Hibernating Bumblebee Queens Can Survive Underwater for Up to a Week, Study Finds

Researchers discovered the insects’ unexpected superpower during an accidental laboratory snafu

a bumblebee in profile on a yellow flower
Hibernating common eastern bumblebee queens survived for a week while submerged underwater in a lab. Rhododendrites via Wikimedia Commons under CC BY-SA 4.0

Bumblebees may be more resilient than previously thought: Hibernating queen bees can survive for up to a week underwater, researchers report Wednesday in the journal Biology Letters.

Researchers learned of the insects’ surprising superpower by accident. The discovery unfolded while ecologist Sabrina Rondeau was investigating the effects of pesticide residue on common eastern bumblebees (Bombus impatiens) in a laboratory at Canada’s University of Guelph in 2021. More specifically, Rondeau was studying hibernating queen bees by keeping them in soil-filled tubes in a refrigerator, which mimics their natural winter hibernation environment.

One day, when she opened the refrigerator, she saw that some of the tubes were filled with water from condensation—and that four of the queens were totally submerged. Rondeau was devastated.
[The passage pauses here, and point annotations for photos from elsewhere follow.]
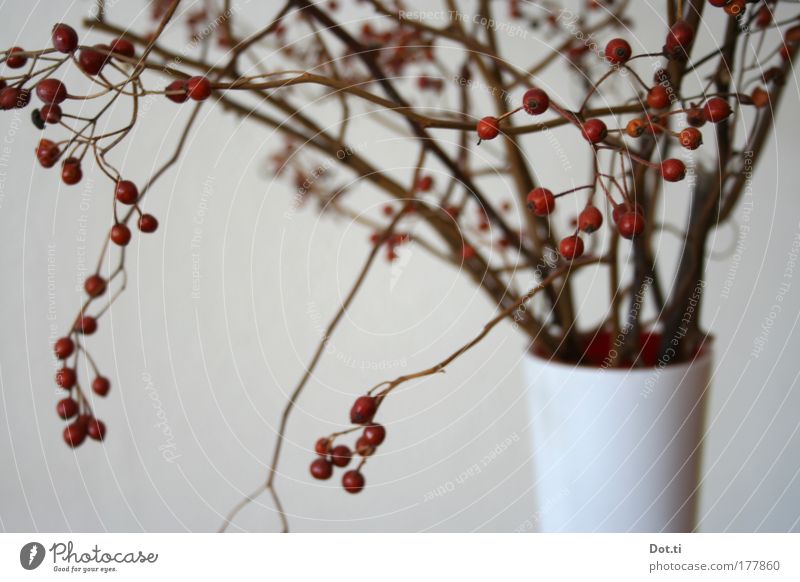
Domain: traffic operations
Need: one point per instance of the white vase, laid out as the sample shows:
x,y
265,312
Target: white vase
x,y
616,450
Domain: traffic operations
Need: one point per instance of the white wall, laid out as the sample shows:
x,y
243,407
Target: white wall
x,y
213,368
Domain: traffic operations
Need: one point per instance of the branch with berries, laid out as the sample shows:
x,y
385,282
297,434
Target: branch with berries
x,y
399,71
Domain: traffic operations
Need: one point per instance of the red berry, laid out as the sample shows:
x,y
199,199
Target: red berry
x,y
51,91
176,91
734,7
321,469
15,61
14,98
323,447
571,247
716,109
695,117
71,172
679,40
425,184
630,225
147,223
47,152
91,61
75,433
353,481
94,285
658,97
64,38
364,408
86,325
63,348
66,408
363,448
618,51
673,170
96,429
374,434
341,456
101,385
535,101
594,131
691,138
488,128
120,234
541,201
123,47
760,97
66,378
764,17
198,88
590,219
126,192
51,113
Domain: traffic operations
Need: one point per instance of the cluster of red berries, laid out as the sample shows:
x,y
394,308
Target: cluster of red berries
x,y
83,422
330,456
53,93
628,218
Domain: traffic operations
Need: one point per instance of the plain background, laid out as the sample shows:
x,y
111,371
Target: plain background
x,y
226,303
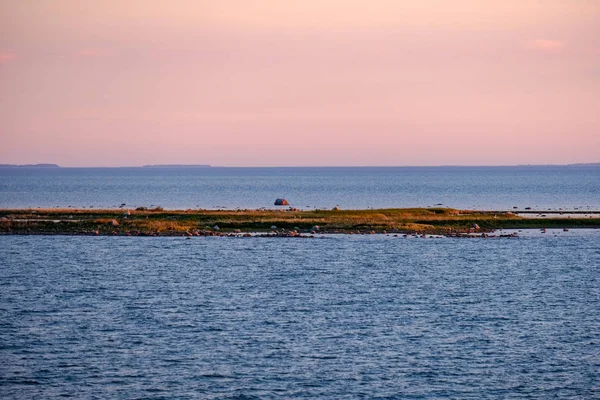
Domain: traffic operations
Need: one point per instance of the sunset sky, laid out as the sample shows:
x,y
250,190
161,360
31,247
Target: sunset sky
x,y
293,83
“I kind of freaked out,” she tells New Scientist’s Sofia Quaglia. “I was sure the queens were dead.”

But when she removed the queens from the water, they began moving around again.

“[It was] really surprising,” study co-author Nigel Raine, an environmental scientist at the University of Guelph who also participated in the 2021 pesticide research, tells CNN’s Jack Guy. “These are terrestrial organisms; they’re not really designed to be underwater.”

Rondeau, who is now at the University of Ottawa, suspected the queens’ survival wasn’t a one-off occurrence. She set up an experiment involving 143 common eastern bumblebee queens, placed in individual, soil-filled vials in the refrigerator. Seventeen queens served as the control group and were kept dry during hibernation, while the others were exposed to various levels of water for different amounts of time.

For either eight hours, 24 hours or one week, some of the bees were totally submerged, while others were left floating on top of the water. After the allotted time had passed, the bees were removed from the water and allowed to continue hibernating under normal conditions.

But after just one day back in dry vials, the formerly wet, bedraggled bees were “fluffy again, beautiful, like nothing happened,” Rondeau tells Science News’ Darren Incorvaia.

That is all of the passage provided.